Use SQL to retrieve the aggregated 1-minute OHLC bars and computed indicators:

select * from demo.orca_table.trade
select * from demo.orca_table.one_min_bar
select * from demo.orca_table.one_min_indicators

The script below will clean up all defined engines and stream tables associated with the graph:

dropStreamGraph("indicators")

Cross-Cluster Capabilities: Support data streaming across DolphinDB clusters, including cross-cluster subscriptions, stream table access, and join operations, meeting integration needs in multi-cluster environments.

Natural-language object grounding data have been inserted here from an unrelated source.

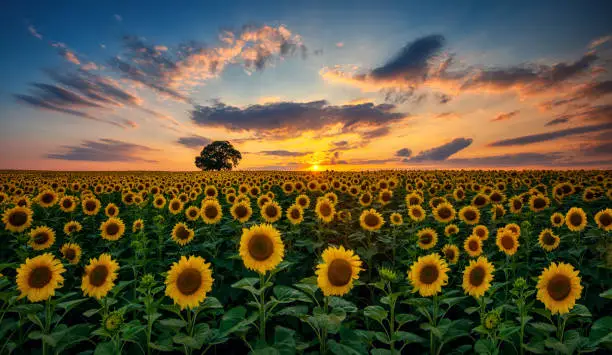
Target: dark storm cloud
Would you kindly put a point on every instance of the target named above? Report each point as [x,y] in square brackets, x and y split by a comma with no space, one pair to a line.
[284,153]
[194,141]
[442,152]
[543,137]
[404,152]
[292,118]
[506,116]
[104,150]
[412,61]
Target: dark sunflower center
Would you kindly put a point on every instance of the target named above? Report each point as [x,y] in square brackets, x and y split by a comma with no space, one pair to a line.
[325,210]
[41,238]
[90,206]
[47,198]
[70,254]
[559,287]
[429,274]
[295,213]
[444,212]
[40,277]
[507,242]
[182,233]
[18,218]
[189,281]
[477,276]
[261,247]
[539,203]
[470,215]
[339,272]
[605,219]
[426,238]
[211,212]
[371,220]
[112,229]
[473,245]
[98,276]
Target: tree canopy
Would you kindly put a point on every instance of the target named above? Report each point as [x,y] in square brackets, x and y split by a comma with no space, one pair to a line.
[218,155]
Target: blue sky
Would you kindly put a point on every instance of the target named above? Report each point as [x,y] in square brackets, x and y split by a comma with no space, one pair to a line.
[480,36]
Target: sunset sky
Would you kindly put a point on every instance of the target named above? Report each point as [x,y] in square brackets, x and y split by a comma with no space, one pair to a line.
[337,85]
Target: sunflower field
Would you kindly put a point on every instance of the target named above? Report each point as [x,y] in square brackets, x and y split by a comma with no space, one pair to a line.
[371,262]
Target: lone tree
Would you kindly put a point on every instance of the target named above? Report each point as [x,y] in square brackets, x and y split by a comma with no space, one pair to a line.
[218,155]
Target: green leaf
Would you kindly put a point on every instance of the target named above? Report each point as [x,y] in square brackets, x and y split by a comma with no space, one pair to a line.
[284,340]
[286,294]
[173,323]
[375,312]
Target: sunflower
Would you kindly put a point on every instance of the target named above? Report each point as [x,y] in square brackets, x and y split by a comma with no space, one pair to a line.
[557,219]
[497,211]
[67,204]
[444,212]
[336,273]
[39,277]
[604,219]
[559,288]
[188,281]
[181,234]
[295,214]
[538,203]
[451,229]
[100,276]
[241,211]
[507,241]
[91,206]
[451,253]
[428,274]
[71,252]
[481,232]
[416,213]
[473,245]
[17,219]
[427,238]
[371,220]
[159,201]
[477,277]
[112,229]
[261,248]
[575,219]
[325,210]
[303,201]
[396,219]
[41,238]
[211,211]
[72,227]
[516,204]
[46,198]
[365,199]
[137,225]
[548,240]
[271,211]
[175,206]
[469,215]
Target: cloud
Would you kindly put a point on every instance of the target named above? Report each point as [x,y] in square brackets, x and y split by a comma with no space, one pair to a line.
[404,152]
[442,152]
[284,153]
[505,116]
[104,150]
[34,32]
[194,141]
[293,118]
[543,137]
[556,121]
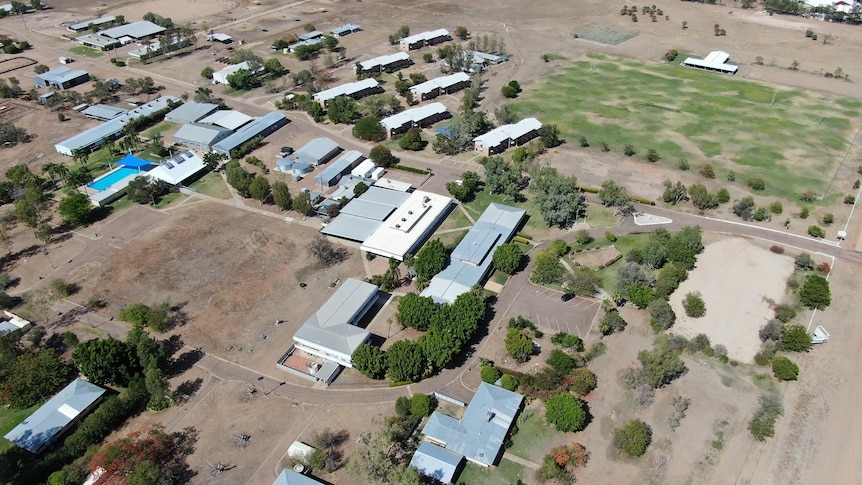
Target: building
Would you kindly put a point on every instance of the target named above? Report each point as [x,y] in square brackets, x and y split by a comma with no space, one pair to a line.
[179,168]
[220,76]
[500,139]
[417,117]
[9,322]
[332,332]
[200,136]
[61,78]
[716,61]
[317,152]
[478,436]
[438,463]
[102,112]
[355,90]
[345,29]
[53,418]
[262,127]
[92,139]
[190,112]
[441,85]
[418,41]
[470,261]
[290,477]
[383,63]
[333,173]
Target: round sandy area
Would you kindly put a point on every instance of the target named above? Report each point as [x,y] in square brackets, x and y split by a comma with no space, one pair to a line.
[739,282]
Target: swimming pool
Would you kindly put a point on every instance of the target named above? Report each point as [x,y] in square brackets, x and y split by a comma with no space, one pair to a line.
[111,178]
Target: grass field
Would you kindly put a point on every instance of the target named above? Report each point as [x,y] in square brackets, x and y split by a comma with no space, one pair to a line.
[790,139]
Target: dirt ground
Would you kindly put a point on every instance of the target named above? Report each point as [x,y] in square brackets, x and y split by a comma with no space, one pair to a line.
[733,270]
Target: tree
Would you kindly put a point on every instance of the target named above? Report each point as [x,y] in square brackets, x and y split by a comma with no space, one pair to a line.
[815,292]
[381,156]
[281,195]
[784,368]
[518,345]
[369,128]
[370,361]
[566,412]
[661,365]
[795,338]
[108,361]
[412,140]
[76,209]
[612,194]
[693,305]
[507,258]
[633,438]
[405,362]
[302,204]
[548,268]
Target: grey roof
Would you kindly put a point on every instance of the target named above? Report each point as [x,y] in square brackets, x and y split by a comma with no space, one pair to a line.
[436,462]
[270,121]
[136,30]
[290,477]
[40,428]
[191,111]
[471,259]
[96,134]
[480,433]
[363,215]
[333,325]
[103,112]
[317,151]
[338,168]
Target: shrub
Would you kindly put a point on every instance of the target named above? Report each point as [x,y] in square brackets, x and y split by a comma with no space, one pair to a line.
[784,368]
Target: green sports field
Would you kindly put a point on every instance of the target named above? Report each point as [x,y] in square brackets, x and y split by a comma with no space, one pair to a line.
[791,139]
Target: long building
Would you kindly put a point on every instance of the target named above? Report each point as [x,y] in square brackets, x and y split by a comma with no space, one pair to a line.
[470,261]
[421,116]
[501,138]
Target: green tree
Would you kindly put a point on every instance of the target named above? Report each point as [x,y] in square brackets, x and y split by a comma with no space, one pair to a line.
[548,268]
[518,345]
[661,365]
[369,128]
[76,209]
[633,438]
[566,412]
[815,292]
[507,258]
[370,360]
[108,361]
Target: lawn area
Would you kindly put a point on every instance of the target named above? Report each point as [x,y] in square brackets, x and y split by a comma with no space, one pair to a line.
[9,418]
[211,184]
[791,139]
[85,51]
[506,472]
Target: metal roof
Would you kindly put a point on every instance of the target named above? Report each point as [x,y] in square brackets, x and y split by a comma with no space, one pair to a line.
[333,325]
[273,119]
[436,462]
[191,111]
[471,259]
[98,133]
[40,428]
[383,61]
[136,30]
[347,89]
[318,151]
[413,116]
[103,112]
[508,132]
[480,433]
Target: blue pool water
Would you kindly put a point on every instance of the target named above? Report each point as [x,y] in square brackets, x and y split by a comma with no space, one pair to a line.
[114,177]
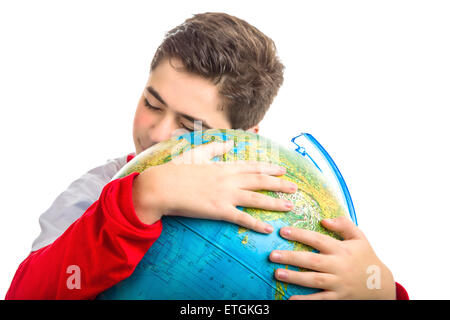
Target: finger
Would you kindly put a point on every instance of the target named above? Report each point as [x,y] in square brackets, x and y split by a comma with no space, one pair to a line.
[245,220]
[321,242]
[344,227]
[204,153]
[309,260]
[266,182]
[316,280]
[251,199]
[323,295]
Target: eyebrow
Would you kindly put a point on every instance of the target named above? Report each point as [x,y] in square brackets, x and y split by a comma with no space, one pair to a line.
[157,96]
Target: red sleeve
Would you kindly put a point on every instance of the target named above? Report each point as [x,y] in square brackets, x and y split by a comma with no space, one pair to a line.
[97,251]
[401,292]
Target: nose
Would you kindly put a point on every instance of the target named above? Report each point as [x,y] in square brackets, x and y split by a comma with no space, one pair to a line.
[162,130]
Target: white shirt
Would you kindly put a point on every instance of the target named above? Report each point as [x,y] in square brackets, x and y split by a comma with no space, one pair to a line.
[73,202]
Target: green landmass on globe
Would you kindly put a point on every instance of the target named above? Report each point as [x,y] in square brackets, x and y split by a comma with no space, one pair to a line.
[201,259]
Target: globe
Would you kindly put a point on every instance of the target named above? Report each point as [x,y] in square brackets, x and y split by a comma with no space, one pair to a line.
[209,259]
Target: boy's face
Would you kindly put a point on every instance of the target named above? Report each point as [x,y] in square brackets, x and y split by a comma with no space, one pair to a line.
[173,100]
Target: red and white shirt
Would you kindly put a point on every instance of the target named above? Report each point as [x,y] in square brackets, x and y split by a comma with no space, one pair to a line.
[91,232]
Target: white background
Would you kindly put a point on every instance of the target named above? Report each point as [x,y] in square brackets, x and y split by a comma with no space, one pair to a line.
[369,79]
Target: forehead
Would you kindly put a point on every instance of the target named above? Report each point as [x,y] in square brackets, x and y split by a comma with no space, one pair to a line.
[187,93]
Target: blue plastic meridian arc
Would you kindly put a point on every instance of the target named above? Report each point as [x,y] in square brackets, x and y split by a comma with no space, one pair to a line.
[334,168]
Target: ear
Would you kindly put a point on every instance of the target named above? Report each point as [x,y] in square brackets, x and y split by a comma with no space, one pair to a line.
[254,129]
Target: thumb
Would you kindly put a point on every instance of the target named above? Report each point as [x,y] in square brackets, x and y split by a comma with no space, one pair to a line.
[205,152]
[344,227]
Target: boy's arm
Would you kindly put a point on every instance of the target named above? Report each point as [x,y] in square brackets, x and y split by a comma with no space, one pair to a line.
[347,269]
[98,250]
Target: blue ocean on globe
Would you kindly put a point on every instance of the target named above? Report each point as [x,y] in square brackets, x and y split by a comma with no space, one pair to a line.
[196,259]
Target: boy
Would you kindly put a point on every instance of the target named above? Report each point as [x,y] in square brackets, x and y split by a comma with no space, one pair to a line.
[219,70]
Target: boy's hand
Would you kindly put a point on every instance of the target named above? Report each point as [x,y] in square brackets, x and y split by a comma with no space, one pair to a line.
[344,269]
[193,186]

Enhanced State Management: Enable flexible control over computing tasks, such as pausing execution or resetting stream graph state, to improve operations and debugging efficiency.

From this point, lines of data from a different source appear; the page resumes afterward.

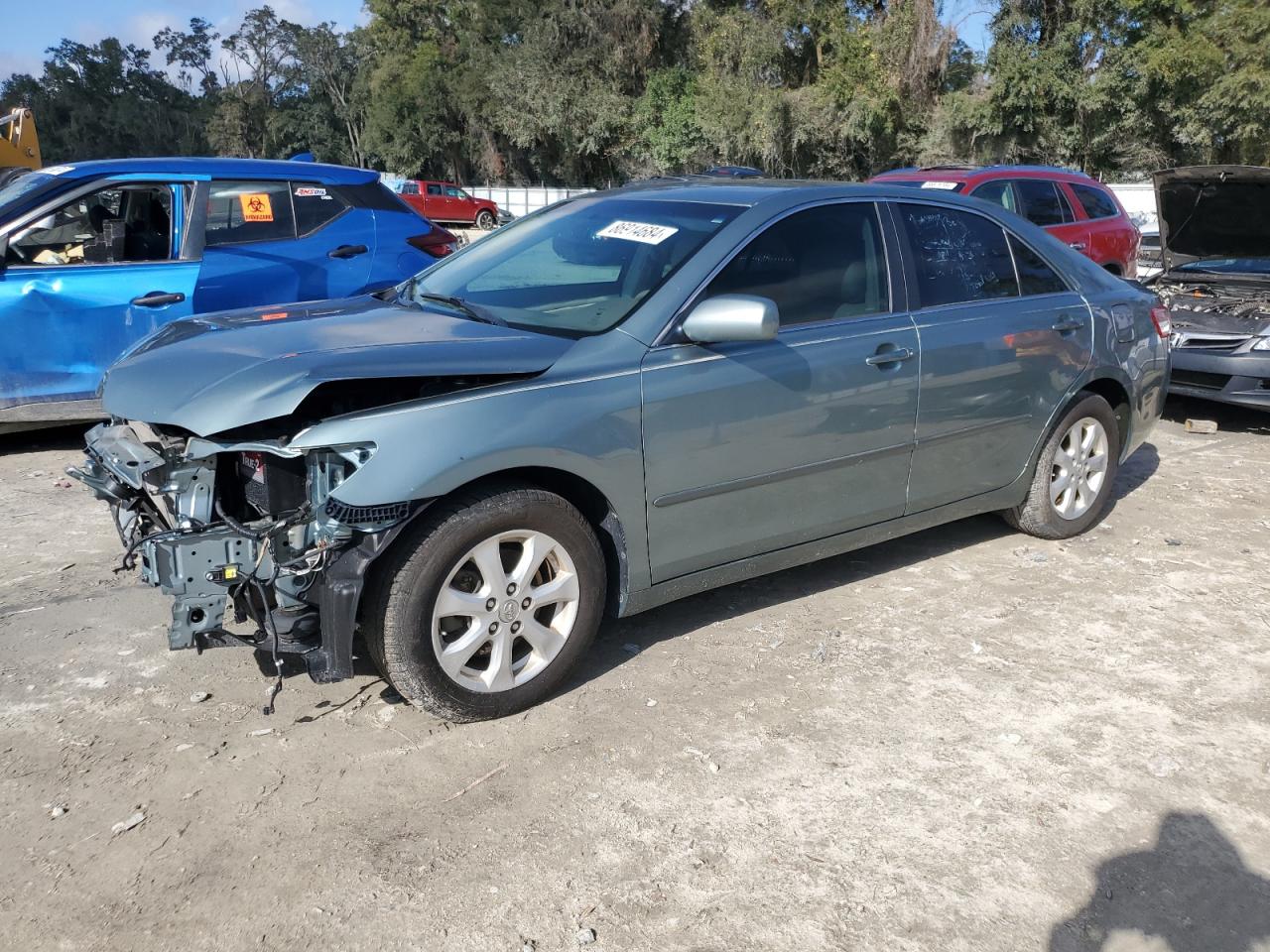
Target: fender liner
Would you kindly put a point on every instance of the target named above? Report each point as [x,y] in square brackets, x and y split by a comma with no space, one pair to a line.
[339,598]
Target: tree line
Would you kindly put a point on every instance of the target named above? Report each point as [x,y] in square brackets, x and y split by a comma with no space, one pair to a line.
[590,91]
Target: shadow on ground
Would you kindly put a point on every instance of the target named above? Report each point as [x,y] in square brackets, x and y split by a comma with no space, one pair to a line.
[1191,890]
[1229,419]
[68,436]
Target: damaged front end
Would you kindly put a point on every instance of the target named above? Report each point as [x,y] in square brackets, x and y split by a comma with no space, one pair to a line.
[248,530]
[1220,339]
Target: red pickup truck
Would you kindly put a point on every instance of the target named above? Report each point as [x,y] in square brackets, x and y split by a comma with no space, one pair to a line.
[445,202]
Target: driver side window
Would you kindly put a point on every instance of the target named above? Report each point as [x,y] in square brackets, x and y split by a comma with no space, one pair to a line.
[826,263]
[114,225]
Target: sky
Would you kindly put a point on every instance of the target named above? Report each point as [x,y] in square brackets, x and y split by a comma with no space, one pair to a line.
[31,27]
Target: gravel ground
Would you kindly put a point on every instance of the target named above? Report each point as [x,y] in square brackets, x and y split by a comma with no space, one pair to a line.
[960,740]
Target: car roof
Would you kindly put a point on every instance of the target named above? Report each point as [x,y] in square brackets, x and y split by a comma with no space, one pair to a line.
[984,173]
[748,191]
[221,168]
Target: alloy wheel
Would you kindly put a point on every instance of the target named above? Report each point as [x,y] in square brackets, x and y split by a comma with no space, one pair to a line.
[506,611]
[1079,470]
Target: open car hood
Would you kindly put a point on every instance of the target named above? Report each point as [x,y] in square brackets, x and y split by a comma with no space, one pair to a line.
[1213,211]
[221,371]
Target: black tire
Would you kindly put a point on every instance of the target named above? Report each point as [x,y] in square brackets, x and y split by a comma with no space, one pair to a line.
[1038,516]
[399,611]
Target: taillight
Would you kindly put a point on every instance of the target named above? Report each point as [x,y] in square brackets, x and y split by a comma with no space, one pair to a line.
[437,243]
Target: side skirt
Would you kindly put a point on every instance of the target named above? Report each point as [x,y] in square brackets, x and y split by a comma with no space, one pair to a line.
[807,552]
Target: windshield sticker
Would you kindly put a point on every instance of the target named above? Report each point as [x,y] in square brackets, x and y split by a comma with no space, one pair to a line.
[255,207]
[638,231]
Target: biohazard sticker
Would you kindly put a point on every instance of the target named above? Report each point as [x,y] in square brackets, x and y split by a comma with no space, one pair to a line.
[255,207]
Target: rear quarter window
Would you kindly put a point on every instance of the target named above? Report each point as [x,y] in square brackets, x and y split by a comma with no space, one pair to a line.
[1035,277]
[1042,202]
[1095,202]
[316,206]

Finer-Grained Parameter Tuning: Allow users to adjust parameters generated in the DStream API, such as subscribeTable and enableTableShareAndCachePurge, enabling more granular performance tuning.

DStream API Extensions: Expand API capabilities to allow explicit partition count configuration when defining stream tables and advanced usage like sourceByName within the same graph, improving flexibility in graph construction.

Optional High Availability Protocols: Introduce configurable stream data high availability protocols, allowing trade-offs between fault tolerance levels and latency, suitable for diverse business needs.

Optional Scheduling Algorithms: Provide flexible scheduling strategies that support custom trade-offs between throughput and latency, including the ability to integrate user-defined scheduling algorithms.

Physical Graph Optimization: Improve join performance across stream tables and reduce data shuffle overhead, especially in cross-node scenarios.

Runtime Optimization: Replace certain subscription mechanisms with cascaded execution models to reduce latency and improve runtime efficiency.

Checkpoint Performance Improvements: Further optimize Barrier alignment and introduce incremental and asynchronous snapshot mechanisms to reduce Checkpoint overhead and shorten recovery time during fault tolerance.